JAKARTA, wwb.co.id – PT Solusi Bangun Indonesia Tbk (SBI), anak usaha PT Semen Indonesia (Persero) Tbk (SIG), menyetujui pembagian dividen sebesar Rp329,3 miliar atau 50 persen dari laba bersih tahun buku 2025 yang mencapai Rp658,7 miliar. Keputusan tersebut ditetapkan dalam Rapat Umum Pemegang Saham Tahunan (RUPST) Tahun Buku 2025 yang digelar pada Jumat (22/5/2026).
Direktur Utama PT Solusi Bangun Indonesia Tbk, Rizki Kresno Edhie Hambali, mengatakan pembagian dividen merupakan bentuk komitmen perusahaan dalam memberikan nilai tambah kepada para pemegang saham, sekaligus menjaga ketahanan bisnis di tengah tantangan industri semen nasional. Menurutnya, meski tahun 2025 menjadi periode yang penuh tekanan akibat kelebihan kapasitas produksi, kenaikan biaya energi, serta ketatnya persaingan pasar, perusahaan tetap mampu mempertahankan profitabilitas melalui disiplin operasional, sinergi bersama SIG, dan transformasi bisnis yang berkelanjutan.
Selain menyetujui pembagian dividen, RUPST juga menetapkan sejumlah keputusan penting lainnya, antara lain pengangkatan kembali Yasuhide Abe sebagai Direktur hingga tahun 2031, pengesahan laporan tahunan dan laporan keuangan tahun buku 2025, penunjukan Kantor Akuntan Publik Liana Ramon Xenia & Rekan sebagai auditor tahun buku 2026, penetapan remunerasi Direksi dan Dewan Komisaris, serta perubahan Anggaran Dasar Perseroan.

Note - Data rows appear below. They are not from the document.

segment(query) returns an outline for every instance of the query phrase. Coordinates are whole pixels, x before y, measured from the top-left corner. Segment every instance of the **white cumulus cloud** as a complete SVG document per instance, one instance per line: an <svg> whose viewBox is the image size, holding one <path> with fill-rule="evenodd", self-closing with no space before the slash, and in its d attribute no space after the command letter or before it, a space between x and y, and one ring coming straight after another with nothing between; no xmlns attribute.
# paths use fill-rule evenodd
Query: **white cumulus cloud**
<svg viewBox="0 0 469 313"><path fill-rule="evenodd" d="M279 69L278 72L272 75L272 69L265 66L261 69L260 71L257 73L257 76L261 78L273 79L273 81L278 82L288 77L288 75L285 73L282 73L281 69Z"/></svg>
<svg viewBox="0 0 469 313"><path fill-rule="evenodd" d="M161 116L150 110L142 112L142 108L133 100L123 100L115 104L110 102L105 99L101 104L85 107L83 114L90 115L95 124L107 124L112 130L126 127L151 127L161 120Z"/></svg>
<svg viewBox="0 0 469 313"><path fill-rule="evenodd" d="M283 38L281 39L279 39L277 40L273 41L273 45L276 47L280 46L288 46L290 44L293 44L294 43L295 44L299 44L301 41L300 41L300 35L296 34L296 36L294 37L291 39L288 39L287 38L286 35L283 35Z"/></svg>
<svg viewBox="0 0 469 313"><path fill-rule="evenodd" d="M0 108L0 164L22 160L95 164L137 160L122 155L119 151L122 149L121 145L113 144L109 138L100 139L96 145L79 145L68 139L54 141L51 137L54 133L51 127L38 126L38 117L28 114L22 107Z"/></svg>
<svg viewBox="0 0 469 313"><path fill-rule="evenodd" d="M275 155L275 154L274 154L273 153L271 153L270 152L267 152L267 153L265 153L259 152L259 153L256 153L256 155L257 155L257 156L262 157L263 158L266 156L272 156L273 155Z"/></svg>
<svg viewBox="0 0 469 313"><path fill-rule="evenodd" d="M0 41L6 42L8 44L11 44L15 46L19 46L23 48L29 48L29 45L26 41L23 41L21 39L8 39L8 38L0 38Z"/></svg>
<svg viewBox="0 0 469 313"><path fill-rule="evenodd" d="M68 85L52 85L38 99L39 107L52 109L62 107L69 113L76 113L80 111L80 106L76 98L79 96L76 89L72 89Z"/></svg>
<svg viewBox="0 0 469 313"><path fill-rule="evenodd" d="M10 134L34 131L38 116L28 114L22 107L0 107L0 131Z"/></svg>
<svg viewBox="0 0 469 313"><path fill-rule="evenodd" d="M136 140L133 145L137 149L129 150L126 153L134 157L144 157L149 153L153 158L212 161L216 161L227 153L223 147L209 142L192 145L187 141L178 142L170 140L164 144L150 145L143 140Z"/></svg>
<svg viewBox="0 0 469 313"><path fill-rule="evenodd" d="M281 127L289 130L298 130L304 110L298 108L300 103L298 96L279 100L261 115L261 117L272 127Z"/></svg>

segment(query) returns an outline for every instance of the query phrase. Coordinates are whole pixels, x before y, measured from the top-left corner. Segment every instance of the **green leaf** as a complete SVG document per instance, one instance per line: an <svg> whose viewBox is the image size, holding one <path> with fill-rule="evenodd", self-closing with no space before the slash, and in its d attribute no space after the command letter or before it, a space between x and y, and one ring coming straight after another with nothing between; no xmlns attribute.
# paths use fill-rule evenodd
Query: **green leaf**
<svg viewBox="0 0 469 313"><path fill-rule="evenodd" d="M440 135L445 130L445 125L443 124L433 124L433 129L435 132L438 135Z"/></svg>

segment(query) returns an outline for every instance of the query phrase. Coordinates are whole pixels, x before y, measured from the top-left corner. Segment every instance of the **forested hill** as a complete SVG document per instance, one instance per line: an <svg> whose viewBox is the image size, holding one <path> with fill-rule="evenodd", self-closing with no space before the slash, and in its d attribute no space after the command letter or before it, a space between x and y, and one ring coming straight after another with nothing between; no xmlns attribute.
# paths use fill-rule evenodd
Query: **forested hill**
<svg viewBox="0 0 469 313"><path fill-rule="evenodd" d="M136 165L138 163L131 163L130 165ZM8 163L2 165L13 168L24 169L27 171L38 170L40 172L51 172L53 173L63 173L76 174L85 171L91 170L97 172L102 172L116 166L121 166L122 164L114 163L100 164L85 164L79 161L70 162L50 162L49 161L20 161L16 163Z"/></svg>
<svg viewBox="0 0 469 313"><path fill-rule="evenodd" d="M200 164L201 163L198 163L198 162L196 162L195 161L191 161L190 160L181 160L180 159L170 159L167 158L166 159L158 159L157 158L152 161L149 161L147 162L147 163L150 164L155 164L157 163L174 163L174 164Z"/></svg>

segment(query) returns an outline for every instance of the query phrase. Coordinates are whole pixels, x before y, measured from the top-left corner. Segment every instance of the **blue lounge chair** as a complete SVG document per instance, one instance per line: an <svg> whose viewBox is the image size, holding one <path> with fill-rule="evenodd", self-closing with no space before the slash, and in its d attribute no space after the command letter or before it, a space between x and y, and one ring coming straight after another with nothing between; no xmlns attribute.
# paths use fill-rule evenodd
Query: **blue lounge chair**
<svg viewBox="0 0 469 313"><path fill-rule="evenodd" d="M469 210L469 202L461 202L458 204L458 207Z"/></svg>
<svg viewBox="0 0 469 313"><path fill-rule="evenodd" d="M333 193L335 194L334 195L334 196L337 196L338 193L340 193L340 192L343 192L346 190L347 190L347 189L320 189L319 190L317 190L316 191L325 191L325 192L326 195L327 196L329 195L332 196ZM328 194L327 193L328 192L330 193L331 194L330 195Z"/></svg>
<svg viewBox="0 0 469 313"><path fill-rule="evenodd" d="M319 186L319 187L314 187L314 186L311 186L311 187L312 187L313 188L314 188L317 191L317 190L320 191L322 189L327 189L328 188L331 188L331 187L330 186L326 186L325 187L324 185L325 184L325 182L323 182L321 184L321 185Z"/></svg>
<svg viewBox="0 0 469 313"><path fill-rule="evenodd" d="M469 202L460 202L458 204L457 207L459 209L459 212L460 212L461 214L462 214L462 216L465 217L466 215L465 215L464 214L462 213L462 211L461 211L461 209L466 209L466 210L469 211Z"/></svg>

Memasuki tahun 2026, Solusi Bangun Indonesia mencatat tren kinerja yang semakin positif. Pada kuartal I 2026, volume penjualan tumbuh 9 persen atau lebih tinggi dibanding pertumbuhan pasar yang mencapai 5 persen. Perseroan juga membukukan pendapatan sebesar Rp2,56 triliun dengan kontribusi solusi berkelanjutan mencapai 56 persen. Sementara itu, laba bersih melonjak 111 persen menjadi Rp101,89 miliar dibandingkan periode yang sama tahun sebelumnya.
Untuk mendukung pertumbuhan jangka panjang, Perseroan juga memperluas pasar ekspor. Fasilitas dermaga dan produksi ekspor di Tuban, Jawa Timur, telah selesai dibangun dan tengah dipersiapkan untuk pengiriman perdana ke Amerika Serikat. Dengan kapasitas antara 500 ribu hingga 1 juta ton semen per tahun, fasilitas tersebut diharapkan dapat meningkatkan utilisasi produksi sekaligus memperkuat daya saing Solusi Bangun Indonesia di pasar internasional.